ScRapZ_1
08-11-2002, 02:52 PM
Basically, I want to assign a string of text to a variable. Sounds easy, but theres kind of a catch.
I've made a script that retrives data from a webpage and displays it. It downloads the HTML file, parses the relevant data into a local file, then I use readline() to assign it to a string. I do this by using wget to get the HTML file, then by using grep and cut I get the text I want, I then echo the result into the end of a file. What I want to do is skip that grep and cut bit, and parse the HTML file from within the program itself, not by using os.system() calls. The process I'm using at the moment is long and messy... it works, but I just want to clean it up and make it look better. I'm also hoping to move this program to windows, so things like grep wont work.
Any ideas anyone?
TTFN,
Scrapz :p
Regular expressions? A while back I made the following tiny function, that works a bit like grep, hence the name:
import re
def egrep(l, ere):
for s in l:
m = re.search(ere, s)
if m:
return m
return None
It should be rather obvious what it does. HTH.

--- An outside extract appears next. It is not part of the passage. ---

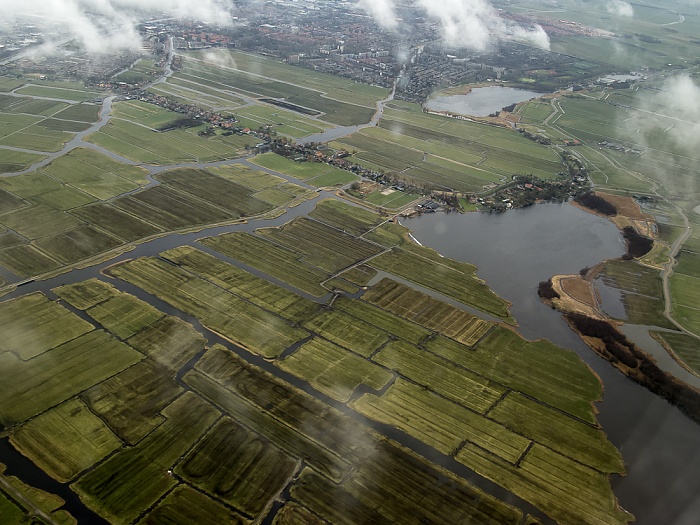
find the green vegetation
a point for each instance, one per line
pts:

Scrapz, you know moobot right? I've written a number of modules for moobot which do exactly what you want to do. In fact, I suggest that you don't even use wget. It's very easy to obtain a HTML page via Python's HTTPLib
Click here (http://cvs.sourceforge.net/cgi-bin/viewcvs.cgi/moobot/moobot/weblookup.py?rev=1.27&content-type=text/vnd.viewcvs-markup) for moobot's weblookup stuff.
Here is one specific example:
# this class implements the cfactive command for moobot
# it accesses the coderforums.net main page and parses
# out the relevant information
class cfactive(MooBotModule):
""" returns a list of currently active users at coderforums.net """
def __init__(self):
self.regex = "^cfactive"
def handler(self, **args):
(1) import httplib, re, sys
from irclib import Event
(2) conn = httplib.HTTPConnection('www.coderforums.net')
conn.request('GET', "")
response = conn.getresponse()
if response.status != 200:
msg = "bad response from coderforums: " + response.status
return Event("privmsg", "", self.return_to_sender(args), [msg])
data = response.read()
data = re.sub('<.*?>', '', data)
(3) match = re.search('on the boards.*?Number of Active', data, re.DOTALL)
if match is None:
msg = "data not found; gosh that sucks"
return Event("privmsg", "", self.return_to_sender(args), [msg])
data = data[match.start():match.end()]
data = re.sub('\s', '', data)
data = re.sub('(ontheboards\.)|(NumberofActive)', '', data)
data = re.sub(',',', ', data)
return Event("privmsg", "", self.return_to_sender(args), [data])
(1) You want to use the httplib (http://python.org/doc/current/lib/module-httplib.html) and re (http://python.org/doc/current/lib/module-re.html) modules.. RE stands for regular expression, dunno how familiar you are with them, but they can be tricky for newcomers. HTTPlib is very easy to understand.
(2) Here's where I use the httplib. Create a connection, make a request for a page (in this case "", since I want the front page). Get the response, and check the status; and finally read the response into a variable. Now data is one big string containing all the html from the page.
(3) Now I use the re module to locate the exact place in the page where I want to be.. I do this with re.search; that's a very basic regular expressin I'm using there. I use regular expression to crop off all the extra info on the page, and use the re.sub function to clean it up a bit before displaying the information. (NOTE: this code may not work anymore, since CF.net was just redesigned.)
It seems this code has all the functionality that you would need to mimic; and it will work from either windows or linux, no problem.
ScRapZ_1
08-14-2002, 06:29 AM
:eek:
My god, I love you kmj. No, really I do... I'm going to go do that now :D
TTFN,
Scrapz :p